Direktur Utama Karex, Goh Miah Kiat, menyatakan perusahaan tidak memiliki banyak pilihan selain membebankan kenaikan biaya kepada konsumen.
“Biaya terus meningkat dan situasi tidak menguntungkan. Kami terpaksa meneruskan beban ini,” ujarnya dalam wawancara dengan Reuters, dilansir dari CNBCIndonesia.com, Kamis (23/4/2026).
Permintaan Naik, Pasokan Tersendat
Di saat yang sama, permintaan kondom global justru meningkat sekitar 30 persen. Lonjakan ini tidak diimbangi kelancaran distribusi. Keterlambatan pengiriman dan naiknya ongkos logistik membuat pasokan di berbagai pasar mulai menipis.
Karex, yang memproduksi lebih dari 5 miliar kondom setiap tahun dan menjadi pemasok bagi merek besar seperti Durex dan Trojan, kini menghadapi tekanan berlapis. Selain logistik, biaya bahan baku seperti karet sintetis dan nitril juga melonjak, termasuk bahan kemasan seperti aluminium foil dan pelumas berbasis silikon.
Laporan The Guardian menyebutkan, sejak konflik memanas pada akhir Februari, tekanan biaya terus meningkat di seluruh lini produksi.

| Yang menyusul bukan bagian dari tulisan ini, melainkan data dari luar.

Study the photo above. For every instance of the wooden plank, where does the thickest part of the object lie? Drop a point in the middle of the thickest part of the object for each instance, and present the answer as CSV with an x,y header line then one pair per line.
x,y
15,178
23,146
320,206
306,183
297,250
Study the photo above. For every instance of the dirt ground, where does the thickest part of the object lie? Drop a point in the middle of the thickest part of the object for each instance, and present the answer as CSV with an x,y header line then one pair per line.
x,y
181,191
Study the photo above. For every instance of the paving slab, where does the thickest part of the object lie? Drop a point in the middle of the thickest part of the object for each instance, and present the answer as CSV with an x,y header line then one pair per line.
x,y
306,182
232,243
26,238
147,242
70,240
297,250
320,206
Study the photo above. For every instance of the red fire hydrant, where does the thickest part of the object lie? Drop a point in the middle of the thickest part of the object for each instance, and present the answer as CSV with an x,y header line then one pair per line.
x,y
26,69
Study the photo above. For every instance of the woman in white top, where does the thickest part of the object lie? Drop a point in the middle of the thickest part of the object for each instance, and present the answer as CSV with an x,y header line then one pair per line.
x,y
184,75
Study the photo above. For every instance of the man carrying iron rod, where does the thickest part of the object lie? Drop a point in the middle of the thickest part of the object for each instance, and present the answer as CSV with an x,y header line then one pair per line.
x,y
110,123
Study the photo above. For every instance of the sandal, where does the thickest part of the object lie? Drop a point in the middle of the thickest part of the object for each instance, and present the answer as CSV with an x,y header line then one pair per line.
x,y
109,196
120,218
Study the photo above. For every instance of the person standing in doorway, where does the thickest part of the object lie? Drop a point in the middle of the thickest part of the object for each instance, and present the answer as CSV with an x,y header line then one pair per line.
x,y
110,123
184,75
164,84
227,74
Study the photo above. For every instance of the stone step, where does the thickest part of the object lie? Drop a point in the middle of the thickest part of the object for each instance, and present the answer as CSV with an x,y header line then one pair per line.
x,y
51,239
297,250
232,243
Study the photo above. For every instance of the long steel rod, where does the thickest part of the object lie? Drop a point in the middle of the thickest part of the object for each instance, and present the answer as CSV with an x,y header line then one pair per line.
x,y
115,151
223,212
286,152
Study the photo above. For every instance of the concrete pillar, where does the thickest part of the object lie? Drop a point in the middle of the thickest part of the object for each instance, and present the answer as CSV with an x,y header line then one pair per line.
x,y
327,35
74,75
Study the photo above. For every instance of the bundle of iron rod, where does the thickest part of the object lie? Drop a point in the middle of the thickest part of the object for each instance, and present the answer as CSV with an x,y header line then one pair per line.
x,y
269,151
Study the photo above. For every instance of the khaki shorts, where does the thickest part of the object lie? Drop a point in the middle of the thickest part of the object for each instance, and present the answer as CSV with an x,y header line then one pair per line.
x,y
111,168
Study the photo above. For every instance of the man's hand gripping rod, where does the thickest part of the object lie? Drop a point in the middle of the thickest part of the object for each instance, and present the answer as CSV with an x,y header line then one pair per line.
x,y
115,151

Gangguan juga terjadi pada distribusi global. Waktu pengiriman ke pasar utama seperti Eropa dan Amerika Serikat kini mencapai hampir dua bulan, dua kali lebih lama dibandingkan kondisi normal.
Akibatnya, banyak produk masih tertahan di jalur pengiriman saat permintaan di pasar justru meningkat.
“Banyak stok masih berada di kapal dan belum sampai ke konsumen yang membutuhkan,” kata Goh.
Meski Karex mengklaim memiliki stok untuk beberapa bulan ke depan dan tengah meningkatkan produksi, risiko kelangkaan tetap membayangi. Situasi ini diperparah oleh penurunan bantuan internasional untuk pengadaan kondom, termasuk dari lembaga seperti United States Agency for International Development.
Kenaikan harga kondom berpotensi berdampak pada akses masyarakat terhadap alat kontrasepsi, terutama di negara berkembang. Jika harga terus merangkak naik dan distribusi belum pulih, tekanan tidak hanya dirasakan industri, tetapi juga program kesehatan publik yang bergantung pada ketersediaan produk ini.
Di tengah ketidakpastian geopolitik dan logistik global, industri alat kesehatan kini menghadapi tantangan baru, menjaga keseimbangan antara keberlanjutan bisnis dan aksesibilitas bagi masyarakat.